On sait que Le Petit Ami de 1903 est dédié à Régnier, mais que Léautaud y marque un remerciement, non de la reconnaissance. Un mot qu’il n’aime pas plus que le mot « maître », si niaisement employé à l’époque. C’est Régnier qui a défendu le manuscrit en comité de lecture. Au tome I du journal, il apparaît page 45, et déjà c’est l’esquive, le malentendu. Léautaud, qui vient de dire son estime (une page avant, première notation sur son urbanité parfaite), le voit s’approcher de lui. Le 2 décembre 1902…

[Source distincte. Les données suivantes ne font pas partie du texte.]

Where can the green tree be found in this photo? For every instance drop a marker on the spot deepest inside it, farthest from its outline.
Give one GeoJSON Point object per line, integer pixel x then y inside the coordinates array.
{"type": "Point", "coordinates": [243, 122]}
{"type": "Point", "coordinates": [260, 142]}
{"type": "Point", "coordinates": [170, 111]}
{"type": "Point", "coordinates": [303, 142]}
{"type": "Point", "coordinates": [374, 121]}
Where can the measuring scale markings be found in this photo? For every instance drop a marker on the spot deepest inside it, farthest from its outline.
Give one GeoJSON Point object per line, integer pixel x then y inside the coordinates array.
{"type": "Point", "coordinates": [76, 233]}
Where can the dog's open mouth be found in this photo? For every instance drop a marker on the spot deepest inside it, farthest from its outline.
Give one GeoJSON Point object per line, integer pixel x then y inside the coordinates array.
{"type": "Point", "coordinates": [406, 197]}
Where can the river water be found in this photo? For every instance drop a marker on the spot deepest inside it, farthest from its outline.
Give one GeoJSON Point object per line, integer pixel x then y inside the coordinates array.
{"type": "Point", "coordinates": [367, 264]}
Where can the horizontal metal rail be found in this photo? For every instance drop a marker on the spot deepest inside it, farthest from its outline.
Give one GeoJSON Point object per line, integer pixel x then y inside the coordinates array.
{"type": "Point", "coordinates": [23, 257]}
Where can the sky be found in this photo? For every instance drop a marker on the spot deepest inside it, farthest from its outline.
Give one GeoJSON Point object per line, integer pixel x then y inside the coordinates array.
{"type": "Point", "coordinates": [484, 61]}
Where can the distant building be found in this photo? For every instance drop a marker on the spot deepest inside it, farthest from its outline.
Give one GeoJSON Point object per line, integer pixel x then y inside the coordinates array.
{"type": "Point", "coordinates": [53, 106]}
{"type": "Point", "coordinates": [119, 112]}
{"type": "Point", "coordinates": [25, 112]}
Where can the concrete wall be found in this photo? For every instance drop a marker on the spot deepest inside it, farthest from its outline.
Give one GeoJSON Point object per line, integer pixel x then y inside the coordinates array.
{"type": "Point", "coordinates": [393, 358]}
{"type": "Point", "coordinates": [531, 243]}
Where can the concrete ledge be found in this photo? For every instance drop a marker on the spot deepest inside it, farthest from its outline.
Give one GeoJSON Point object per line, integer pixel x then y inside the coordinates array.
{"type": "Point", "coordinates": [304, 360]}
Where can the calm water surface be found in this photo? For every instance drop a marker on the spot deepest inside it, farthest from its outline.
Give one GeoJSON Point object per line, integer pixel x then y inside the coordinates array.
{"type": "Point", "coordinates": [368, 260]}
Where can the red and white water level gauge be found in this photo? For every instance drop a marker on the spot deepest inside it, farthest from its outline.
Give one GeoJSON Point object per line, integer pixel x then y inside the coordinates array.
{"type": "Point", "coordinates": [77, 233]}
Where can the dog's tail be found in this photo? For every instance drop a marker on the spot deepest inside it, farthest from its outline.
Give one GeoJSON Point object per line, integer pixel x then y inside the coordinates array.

2 décembre. Je pensais encore ce soir aux maladresses, ou plutôt aux dépréciations que doivent me causer ma timidité et mon abus de la réflexion. J’étais monté, en passant, au Mercure. C’était mardi. Il y avait des gens. J’étais près de la cheminée. En entrant, j’avais serré la main à Régnier, à qui j’ai écrit il y a quelques jours au sujet de l’envoi de son livre La Cité des eaux. À un moment, Régnier se leva et se rapprocha de moi près de la cheminée. Je m’en sentais embêté, à l’idée qu’il allait me parler et qu’il me faudrait lui répondre. Fargue se joignit à nous. On parla de ce qu’est un livre, achevé, fini et publié, un livre enfin où on n’est plus tenté de corriger, de refaire, etc. Quand je dis : on parla… Eux parlèrent ! Quant à moi, j’aurais bien dit quelque chose, mais au moment de le dire, je me disais : « Oh ! cela ne va guère les intéresser, ce que j’ai à dire n’a vraiment rien d’extraordinaire », et je ne disais rien. Ils ont dû se dire : « Ce pauvre Léautaud n’est pas vraiment », ou bien : « Ce pauvre Léautaud, est-il pot ! »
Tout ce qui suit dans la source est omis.